Rust implementation also gives me query_located
function, where I get Value
and its NormalizedPath
. That might be useful, but can’t be expressed with Value
. I’d expect something like Vector (NormalizedPath, Value)
.
@jeukshi Thanks for pointing this out. I guess we can learn many useful things from the Rust implementation.
I’d use this library for ghcup to get and set config values, which at the moment is a bit awkwardly implemented.
However, it seems:
-
retrieving fields that have hyphens doesn’t work very well (appears to need additional quotes):
ghci> runJSPQuery "$.first-name" (fromJust $ decode @Value "{ \"first-name\": \"Chris\" }") Right (Array []) ghci> runJSPQuery "$.firstName" (fromJust $ decode @Value "{ \"firstName\": \"Chris\" }") Right (String "Chris")
-
I’d need a setter too, not just a query (working over
Value
is enough, it does not need to be strongly typed)… is this out of scope? The internals are not exposed. -
the dependency footprint needs to be small
I’d need a setter too, not just a query
The RFC doesn’t specify setting, but it seems easy enough. The pattern of “retrieve all values targeted by the expression” or “set all positions targeted by the expression” looks exactly like a lens
Traversal
, if you wanted to expose a fairly well-known interface that handles both getting and setting gracefully.

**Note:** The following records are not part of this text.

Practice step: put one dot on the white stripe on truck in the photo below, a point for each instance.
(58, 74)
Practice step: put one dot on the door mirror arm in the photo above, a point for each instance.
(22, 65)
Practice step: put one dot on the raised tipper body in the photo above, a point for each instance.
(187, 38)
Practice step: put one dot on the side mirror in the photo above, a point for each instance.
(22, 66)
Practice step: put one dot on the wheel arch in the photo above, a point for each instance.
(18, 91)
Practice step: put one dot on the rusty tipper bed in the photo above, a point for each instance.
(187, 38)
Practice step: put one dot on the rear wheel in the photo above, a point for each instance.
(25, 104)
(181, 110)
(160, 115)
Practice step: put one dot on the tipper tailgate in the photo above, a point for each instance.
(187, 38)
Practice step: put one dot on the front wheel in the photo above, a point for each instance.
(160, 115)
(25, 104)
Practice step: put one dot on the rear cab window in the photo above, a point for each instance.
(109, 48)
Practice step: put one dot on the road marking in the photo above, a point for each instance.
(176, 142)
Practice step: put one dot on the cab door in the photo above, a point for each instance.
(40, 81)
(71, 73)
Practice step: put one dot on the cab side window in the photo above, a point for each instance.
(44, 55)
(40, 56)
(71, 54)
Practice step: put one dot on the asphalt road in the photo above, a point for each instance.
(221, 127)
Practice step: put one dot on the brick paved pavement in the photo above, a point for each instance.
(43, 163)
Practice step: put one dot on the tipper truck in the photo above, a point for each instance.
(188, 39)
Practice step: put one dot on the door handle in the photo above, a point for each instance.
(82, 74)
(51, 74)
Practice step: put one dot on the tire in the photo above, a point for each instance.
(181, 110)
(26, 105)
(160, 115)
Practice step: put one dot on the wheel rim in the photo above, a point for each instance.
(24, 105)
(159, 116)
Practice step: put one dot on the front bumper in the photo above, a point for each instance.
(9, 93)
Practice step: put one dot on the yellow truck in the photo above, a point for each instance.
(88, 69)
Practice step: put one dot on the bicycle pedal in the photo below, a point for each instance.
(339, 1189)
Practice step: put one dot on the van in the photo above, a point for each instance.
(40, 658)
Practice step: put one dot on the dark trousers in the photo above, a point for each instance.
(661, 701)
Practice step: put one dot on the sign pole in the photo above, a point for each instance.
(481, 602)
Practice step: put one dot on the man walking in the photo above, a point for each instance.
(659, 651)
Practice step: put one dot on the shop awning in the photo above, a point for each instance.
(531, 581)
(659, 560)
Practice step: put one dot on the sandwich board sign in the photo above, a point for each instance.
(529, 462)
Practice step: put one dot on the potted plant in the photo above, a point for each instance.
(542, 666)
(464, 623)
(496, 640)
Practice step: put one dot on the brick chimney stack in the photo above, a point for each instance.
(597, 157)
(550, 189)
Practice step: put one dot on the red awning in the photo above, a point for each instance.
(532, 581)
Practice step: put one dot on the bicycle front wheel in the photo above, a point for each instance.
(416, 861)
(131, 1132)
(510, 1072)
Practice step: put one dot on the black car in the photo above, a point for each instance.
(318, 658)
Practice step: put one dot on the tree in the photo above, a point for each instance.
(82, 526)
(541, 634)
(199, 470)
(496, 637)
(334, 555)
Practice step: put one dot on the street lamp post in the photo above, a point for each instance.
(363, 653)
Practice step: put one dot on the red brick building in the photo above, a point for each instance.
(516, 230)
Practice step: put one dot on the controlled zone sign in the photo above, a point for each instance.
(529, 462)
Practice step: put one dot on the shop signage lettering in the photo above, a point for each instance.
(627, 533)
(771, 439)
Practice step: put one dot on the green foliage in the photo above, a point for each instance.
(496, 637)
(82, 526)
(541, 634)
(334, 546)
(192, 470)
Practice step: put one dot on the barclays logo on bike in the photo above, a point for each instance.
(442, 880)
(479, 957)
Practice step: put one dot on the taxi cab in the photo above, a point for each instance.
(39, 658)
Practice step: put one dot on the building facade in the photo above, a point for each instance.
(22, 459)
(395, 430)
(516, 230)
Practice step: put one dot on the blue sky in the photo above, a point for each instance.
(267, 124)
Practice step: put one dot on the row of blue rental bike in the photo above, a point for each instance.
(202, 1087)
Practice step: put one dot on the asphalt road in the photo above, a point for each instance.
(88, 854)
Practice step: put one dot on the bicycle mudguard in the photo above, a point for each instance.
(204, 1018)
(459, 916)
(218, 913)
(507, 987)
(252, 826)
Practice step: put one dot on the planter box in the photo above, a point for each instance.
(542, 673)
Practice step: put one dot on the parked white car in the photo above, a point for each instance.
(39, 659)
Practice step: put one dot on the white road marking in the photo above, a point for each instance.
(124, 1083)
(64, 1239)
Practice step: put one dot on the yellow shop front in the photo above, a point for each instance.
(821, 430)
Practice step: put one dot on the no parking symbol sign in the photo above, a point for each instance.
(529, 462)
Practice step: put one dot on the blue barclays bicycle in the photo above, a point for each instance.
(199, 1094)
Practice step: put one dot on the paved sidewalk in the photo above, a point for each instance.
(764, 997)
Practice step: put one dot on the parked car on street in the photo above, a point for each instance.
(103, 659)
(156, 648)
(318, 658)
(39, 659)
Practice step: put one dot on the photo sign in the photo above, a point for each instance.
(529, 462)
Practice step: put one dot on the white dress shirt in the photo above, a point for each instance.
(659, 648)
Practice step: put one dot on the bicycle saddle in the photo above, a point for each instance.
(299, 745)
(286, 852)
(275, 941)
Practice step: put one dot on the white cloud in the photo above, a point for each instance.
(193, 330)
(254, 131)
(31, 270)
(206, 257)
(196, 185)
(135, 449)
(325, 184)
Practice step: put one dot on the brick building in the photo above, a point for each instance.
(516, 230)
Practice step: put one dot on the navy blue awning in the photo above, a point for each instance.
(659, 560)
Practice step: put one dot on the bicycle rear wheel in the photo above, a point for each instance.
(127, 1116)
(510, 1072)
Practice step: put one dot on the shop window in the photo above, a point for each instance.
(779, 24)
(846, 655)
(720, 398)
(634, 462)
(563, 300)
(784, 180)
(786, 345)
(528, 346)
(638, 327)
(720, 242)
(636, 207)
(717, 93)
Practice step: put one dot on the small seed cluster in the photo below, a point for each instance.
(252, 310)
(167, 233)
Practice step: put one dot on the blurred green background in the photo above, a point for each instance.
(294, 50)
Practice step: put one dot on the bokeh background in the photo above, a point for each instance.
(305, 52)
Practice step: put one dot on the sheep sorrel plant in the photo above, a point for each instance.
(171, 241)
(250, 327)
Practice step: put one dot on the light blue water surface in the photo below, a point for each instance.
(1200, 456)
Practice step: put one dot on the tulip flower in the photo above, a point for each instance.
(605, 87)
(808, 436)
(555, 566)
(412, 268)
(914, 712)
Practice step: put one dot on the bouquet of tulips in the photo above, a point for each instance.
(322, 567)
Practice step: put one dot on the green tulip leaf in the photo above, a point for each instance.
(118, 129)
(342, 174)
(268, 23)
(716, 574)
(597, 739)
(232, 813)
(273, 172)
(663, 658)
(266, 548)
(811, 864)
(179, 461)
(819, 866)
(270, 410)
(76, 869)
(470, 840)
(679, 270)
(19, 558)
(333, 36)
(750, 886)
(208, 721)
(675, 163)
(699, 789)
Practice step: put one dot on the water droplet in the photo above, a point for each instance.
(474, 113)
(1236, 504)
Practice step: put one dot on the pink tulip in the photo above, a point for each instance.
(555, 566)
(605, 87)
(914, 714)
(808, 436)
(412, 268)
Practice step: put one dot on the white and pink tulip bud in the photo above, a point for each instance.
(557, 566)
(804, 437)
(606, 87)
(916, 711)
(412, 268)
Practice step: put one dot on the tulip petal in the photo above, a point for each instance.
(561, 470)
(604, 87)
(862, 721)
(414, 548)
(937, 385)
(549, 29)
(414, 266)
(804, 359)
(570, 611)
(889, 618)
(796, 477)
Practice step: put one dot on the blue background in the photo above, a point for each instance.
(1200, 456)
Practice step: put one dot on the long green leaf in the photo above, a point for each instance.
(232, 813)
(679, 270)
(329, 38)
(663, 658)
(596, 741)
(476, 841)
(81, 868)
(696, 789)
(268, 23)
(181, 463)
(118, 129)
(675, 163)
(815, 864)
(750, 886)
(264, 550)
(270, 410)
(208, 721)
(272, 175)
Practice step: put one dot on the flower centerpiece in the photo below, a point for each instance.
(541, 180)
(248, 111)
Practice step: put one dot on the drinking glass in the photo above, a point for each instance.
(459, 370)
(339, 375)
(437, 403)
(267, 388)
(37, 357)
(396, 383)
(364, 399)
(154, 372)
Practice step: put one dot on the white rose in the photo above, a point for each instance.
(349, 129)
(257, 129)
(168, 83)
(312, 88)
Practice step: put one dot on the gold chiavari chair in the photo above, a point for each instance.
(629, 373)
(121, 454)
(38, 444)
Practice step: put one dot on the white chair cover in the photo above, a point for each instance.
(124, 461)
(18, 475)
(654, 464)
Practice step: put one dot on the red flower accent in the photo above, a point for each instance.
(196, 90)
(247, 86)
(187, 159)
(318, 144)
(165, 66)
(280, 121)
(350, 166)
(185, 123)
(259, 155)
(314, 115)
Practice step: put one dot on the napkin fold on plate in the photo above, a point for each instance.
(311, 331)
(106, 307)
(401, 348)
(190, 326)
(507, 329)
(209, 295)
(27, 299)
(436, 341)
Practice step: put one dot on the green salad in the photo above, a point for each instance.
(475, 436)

i.e. you would write something like:
jspTraversal :: WellFormedQuery -> Traversal' Value Value
(You can define it in terms of the definition of Traversal
so you don’t need the lens
dependency, also)
Is there a way to use this with YAML while retaining comments?
Hi, i might add something to work with YAML as well. Please consider opening an issue here. This way it would be easier to keep this discussion in a single thread. Thank you.
In case someone is interested, I have made a new release. Check it out and read the changelog here: changelog.
Just to clear this up, according to RFC the only ASCII special character allowed in member-name-shorthand
is _
(underscore). If you really need the first-name
, then query should be something like $['first-name']
.
Released v0.3.0.0
. Check out changelog. I am open to any new suggestions that you might like implemented in the next release. Thanks.